Last week, we were reading a recent report produced by the Chartered Institute for Procurement and Supply (CIPS) in the U.K. indicating that its risk index reversed in Q4-2014 and reached a nine month high. According to this report:

The world opened up for procurement managers in Q4 2014 with an abundance of cheap oil and gas making suppliers in far flung corners of the world instantly more competitive. Combined with low commodity prices in everything from gold in Ghana to soy beans in Brazil, manufacturers at the top of the global supply chain have grown the complexity and length of their supply chains whilst reducing their input costs.”

That was in Q4, before the crisis involving U.S. west coast ports has made its cumulative impacts on industry supply chains.  Gantry_Load_4

Now, there are multiple business and general media reports of the severe toll that is cascading from the continuing backlog of ships destined to U.S. west coast ports that cannot be unloaded and reloaded on a timely basis.
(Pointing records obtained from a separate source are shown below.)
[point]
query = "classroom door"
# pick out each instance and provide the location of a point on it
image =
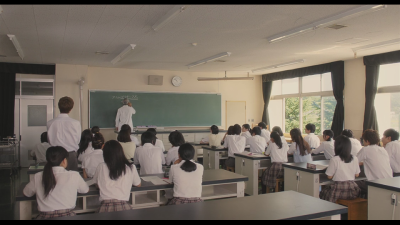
(235, 113)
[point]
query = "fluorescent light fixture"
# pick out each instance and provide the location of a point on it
(168, 16)
(279, 65)
(209, 59)
(123, 53)
(324, 22)
(16, 45)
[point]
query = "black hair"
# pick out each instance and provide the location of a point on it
(214, 129)
(328, 133)
(310, 127)
(86, 138)
(186, 152)
(176, 138)
(277, 138)
(124, 134)
(115, 159)
(343, 148)
(256, 131)
(54, 156)
(148, 137)
(278, 129)
(392, 133)
(43, 137)
(347, 133)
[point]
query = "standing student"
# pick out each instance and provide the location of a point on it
(56, 188)
(355, 144)
(176, 139)
(124, 138)
(65, 131)
(115, 178)
(328, 146)
(235, 144)
(374, 158)
(85, 145)
(311, 138)
(392, 145)
(150, 157)
(300, 149)
(278, 152)
(343, 169)
(39, 151)
(187, 177)
(256, 142)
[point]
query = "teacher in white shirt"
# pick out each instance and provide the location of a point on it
(124, 115)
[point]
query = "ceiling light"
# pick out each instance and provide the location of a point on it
(123, 53)
(324, 22)
(168, 16)
(209, 59)
(279, 65)
(17, 45)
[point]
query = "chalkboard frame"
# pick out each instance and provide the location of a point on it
(170, 92)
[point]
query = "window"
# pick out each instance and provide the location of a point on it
(298, 101)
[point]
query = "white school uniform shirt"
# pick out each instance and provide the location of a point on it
(172, 155)
(91, 161)
(150, 158)
(257, 143)
(376, 162)
(119, 189)
(312, 140)
(186, 184)
(295, 150)
(64, 131)
(63, 196)
(235, 144)
(342, 171)
(124, 116)
(328, 147)
(393, 150)
(40, 151)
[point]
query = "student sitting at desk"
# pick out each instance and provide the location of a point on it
(92, 160)
(343, 169)
(56, 188)
(176, 139)
(85, 145)
(187, 177)
(300, 149)
(115, 178)
(392, 145)
(150, 157)
(124, 138)
(256, 142)
(327, 146)
(235, 144)
(278, 152)
(355, 144)
(39, 151)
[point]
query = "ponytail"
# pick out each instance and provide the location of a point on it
(54, 156)
(186, 152)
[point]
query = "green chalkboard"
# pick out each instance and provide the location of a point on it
(156, 109)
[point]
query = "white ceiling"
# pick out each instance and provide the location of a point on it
(71, 34)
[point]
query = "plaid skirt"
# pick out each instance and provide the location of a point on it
(180, 201)
(113, 206)
(346, 190)
(271, 174)
(55, 214)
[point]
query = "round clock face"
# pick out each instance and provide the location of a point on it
(176, 81)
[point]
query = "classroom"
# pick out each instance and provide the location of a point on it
(269, 107)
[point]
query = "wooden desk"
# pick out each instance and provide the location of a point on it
(379, 198)
(289, 205)
(216, 184)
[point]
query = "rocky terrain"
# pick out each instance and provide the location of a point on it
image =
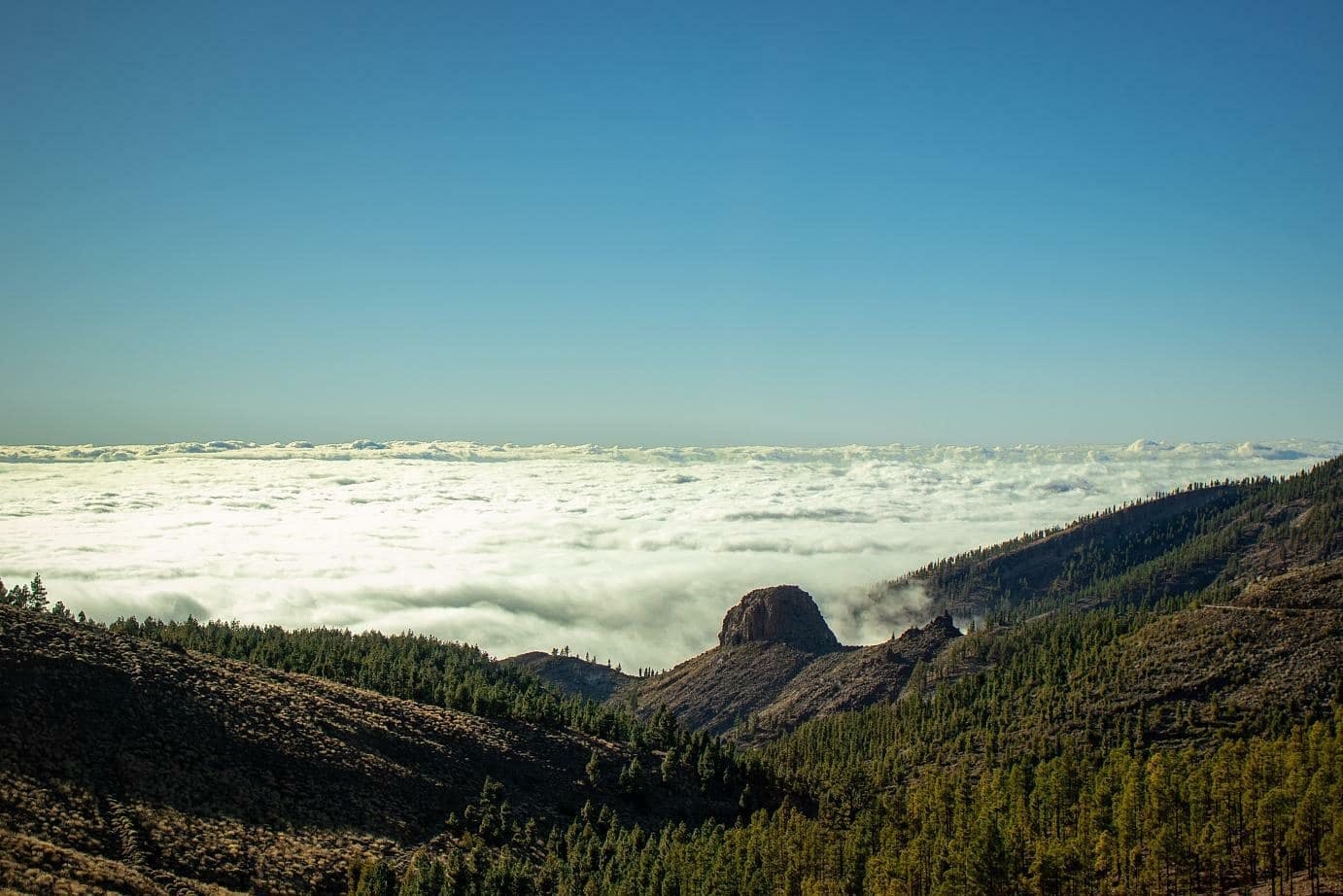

The latest news this weekend is that President Obama has dispatched the U.S. Secretary of Labor, Tom Perez, to California in an attempt to broker an agreement.

Today, a Reuters syndicated report featured on Business Insider provides ample evidence of the rippling effects beyond retail focused supply chains.  Honda Motor now indicates that it is slowing production at certain North America auto assembly plants because component parts in the replenishment pipeline are now impacting the production of this OEM’s Civic, CR-V and Accord models. Similarly, Fuji Heavy Industries, producers of Subaru cars indicates that it is already air freighting parts to U.S. factories through at least the end of this month.

An AP syndicated report featured on business network CNBC indicates that in addition to car parts, imported furniture, medical equipment, bathroom tiles, shoes and other goods are all impacted.  On the export side, meat, produce and other agricultural foods are not moving to Asia destined markets and are in danger of spoilage.

No doubt, the cumulative impact across industry supply chains will be in the billions of dollars if the current labor dispute is not resolved quickly.

Further reported is that the port crisis is impacting available capacity and shipping rates for both sea and air freight, making it even more expensive to implement contingency shipping and logistics plans. Air freight capacity originating from China and the Asia-Pacific region was reduced in 2013-14 due to declining demand and increased costs. Thus, the current surge in contingency shipping demand is chasing limited supply, and no doubt, bigger more influential shippers will be garnered preferential services.

As is often the case with these types of multi-industry supply chain crisis, small and medium businesses will bear the bulk of the economic burden.

Within the U.S. itself, a current period of severe winter weather featuring unprecedented snowstorms and extreme cold weather have paralyzed the U.S. northeastern and Midwest regions and its economies, adding more economic burden.

Tomorrow (Tuesday), west coast dockworkers are supposed to return to work.  All industry eyes are affixed on a speedy and final resolution of the current crisis. Amen to that!

Industry supply chain teams do not need to concern themselves with supply chain risk indices for this quarter and beyond. They will be off the charts and indeed, the perception of global supply chain risk will be at an all-time high.

Today, sensing and real-time awareness across the end-to-end global supply chain network as to where inventory resides and the daily condition of global transportation networks and contingency plans is far more important.  The current crisis will continue to worsen before it gets better.

Longer-term, once the current U.S. west coast port labor contract is resolved, shipping industry interests had better get their acts together and figure out solutions to a number of current industry choke-points and structural deficiencies.  Larger mega container ships will not address the needs of shippers for reliable and efficient logistics and transportation.

The notion of the flexibility and/or cost effectiveness of global supply chains has reached a critical crossroad.